Pratt described communism as an “evil, anti-human religion” that “destroys your history so he can take your home and rebuild it in his image.” He accused Mamdani—who identifies as a democratic socialist, not a communist—of attempting to rewrite history “and lecture us about what our country stands for.”

“Erasing history is how you demoralize people, how you unmoor them and detach them from their society so you can take it from them and rewrite it in your image,” Pratt continued. “Isn't it weird how even the bad memories make us cherish a place?”

Later in the video, Pratt questioned Mamdani's connection to the U.S., saying the mayor's “ancestors never bled for this country … so he has no attachment to our home. He has no place to rewrite our history and lecture us about what our country stands for.”

The video was edited with historical and pop-culture clips, including Hulk Hogan, Elvis Presley, the D-Day landings, Mr. T, Ronald Reagan, and Chinese dictator Mao Zedong, along with scenes from films such as “The Patriot,” “Top Gun,” and “Full Metal Jacket.”
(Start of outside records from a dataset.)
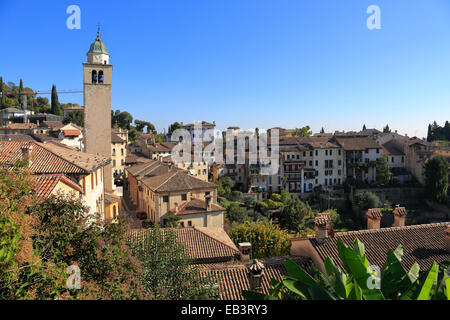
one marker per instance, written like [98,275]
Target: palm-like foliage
[359,282]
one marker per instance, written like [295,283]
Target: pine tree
[430,134]
[55,103]
[21,95]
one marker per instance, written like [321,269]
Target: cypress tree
[2,88]
[21,95]
[430,134]
[55,103]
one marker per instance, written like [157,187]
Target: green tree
[2,90]
[358,282]
[430,134]
[384,174]
[20,94]
[173,221]
[303,132]
[237,213]
[56,108]
[167,272]
[436,178]
[174,126]
[75,117]
[267,239]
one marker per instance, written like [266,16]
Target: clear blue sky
[251,63]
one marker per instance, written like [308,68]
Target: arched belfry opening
[94,77]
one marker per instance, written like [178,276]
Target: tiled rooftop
[423,244]
[204,245]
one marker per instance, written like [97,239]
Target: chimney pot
[256,274]
[322,222]
[400,214]
[447,237]
[246,250]
[373,218]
Pratt, who previously sought to unseat Los Angeles Mayor Karen Bass, lost in the primary to democratic socialist City Council member Nithya Raman, who advanced to the general election in November.

In his Friday speech, Mamdani reflected on the resilience of American revolutionaries who sought to break free from British “yoke of oppression” in pursuit of a “grand experiment in self-governance.” He also took a swipe at President Trump, echoing the president's 2015 campaign launch rhetoric: “For generation after generation, we have been told that when the world has sent its people to our shores, it has not sent its best. We are told that America is exceptional because it is stronger, more powerful than everyone else. The truth, my friends, is that America is exceptional because, here, nothing is fixed into place.”

The mayor pushed back against the notion that immigrants and people of color should “love” America “or leave it,” arguing, “It is because we love this country that we will not leave it.”

Mamdani has been a rising force in New York politics, with his political machine routing the Democratic establishment in recent primary upsets. He has also redefined patriotism as dissent, not denial in his July 4 addresses. Meanwhile, speculation about a potential mayoral challenger continues, with Dave Portnoy flirting with a run against Mamdani.